The MT Ever Given has been partially re-floated, although there are conflicting reports about whether more work will be needed to free the container ship.
The Suez Canal Authority (SCA) announced the use of a major manoeuvre to free the boat on Monday morning. The ALP Guard arrived on March 28.
Bernhard Schulte Shipmanagement (BSM) said the arrival of this specialist tug from the Netherlands brought the total to 12 tugs on site.
The SCA said that work had been successful and that the Ever Given was now floating. Work will resume on the rising tide, it said.
430 ships are waiting for the blockage to clear.

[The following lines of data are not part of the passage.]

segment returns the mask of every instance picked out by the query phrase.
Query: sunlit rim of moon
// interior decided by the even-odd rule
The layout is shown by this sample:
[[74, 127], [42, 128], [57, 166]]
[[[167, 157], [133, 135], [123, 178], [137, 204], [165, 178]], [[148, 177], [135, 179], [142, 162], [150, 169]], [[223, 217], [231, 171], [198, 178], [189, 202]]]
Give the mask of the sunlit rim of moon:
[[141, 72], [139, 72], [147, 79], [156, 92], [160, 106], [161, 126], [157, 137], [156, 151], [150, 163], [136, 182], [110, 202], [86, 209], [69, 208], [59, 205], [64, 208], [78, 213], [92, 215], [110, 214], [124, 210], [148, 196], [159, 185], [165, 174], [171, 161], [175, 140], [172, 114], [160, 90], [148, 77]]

The head of the SCA Osama Rabie, in a statement, said navigation would resume once the Ever Given was fully floated. Inspectors will carry out a technical examination of the vessel before it moves on.
The Ever Given ran aground on March 23, apparently as a result of strong wind.
Progress in shifting the vessel put pressure on oil prices, Rystad Energy reported. The consultancy’s Louise Dickson said the market expected traffic to “return to normal within days as the stuck container ship in the Suez Canal is partially re-floated and engineers indicated that the trickiest phase to remove it from the Canal is behind us”.
Boskalis CEO Peter Berdowski told Dutch radio station NOS this morning that the ship was still partially stuck. Berdowski said the stern had been pulled free from the west bank but that the bow remained stuck.
The executive said the re-floating work would resume at high tide.
“I wouldn’t say it’s a piece of cake now,” Berdowski was quoted by Reuters as saying.
Shipping company Maersk reported there had been “good progress” in shifting the Ever Given but that it was not yet fully dislodged. “It is too early to say when the Suez Canal will be cleared for operations again”, Maersk said.
The company has three vessels stuck in the canal, 29 waiting to enter and has redirected 15 around Southern Africa. Given the size of the queue, Maersk calculated it would take six days or more for this to clear.
Rystad’s Dickson went on to say the disruption could mean stronger demand for maritime fuel and jet. Shipping taking the longer route, past the Cape of Good Hope, will require more fuel, she said.
For more urgent good, “a flight cargo option could be activated instead of shipping them by vessel to join the crowd of waiting tankers, which would temporarily boost demand for jet fuel in the short-term”.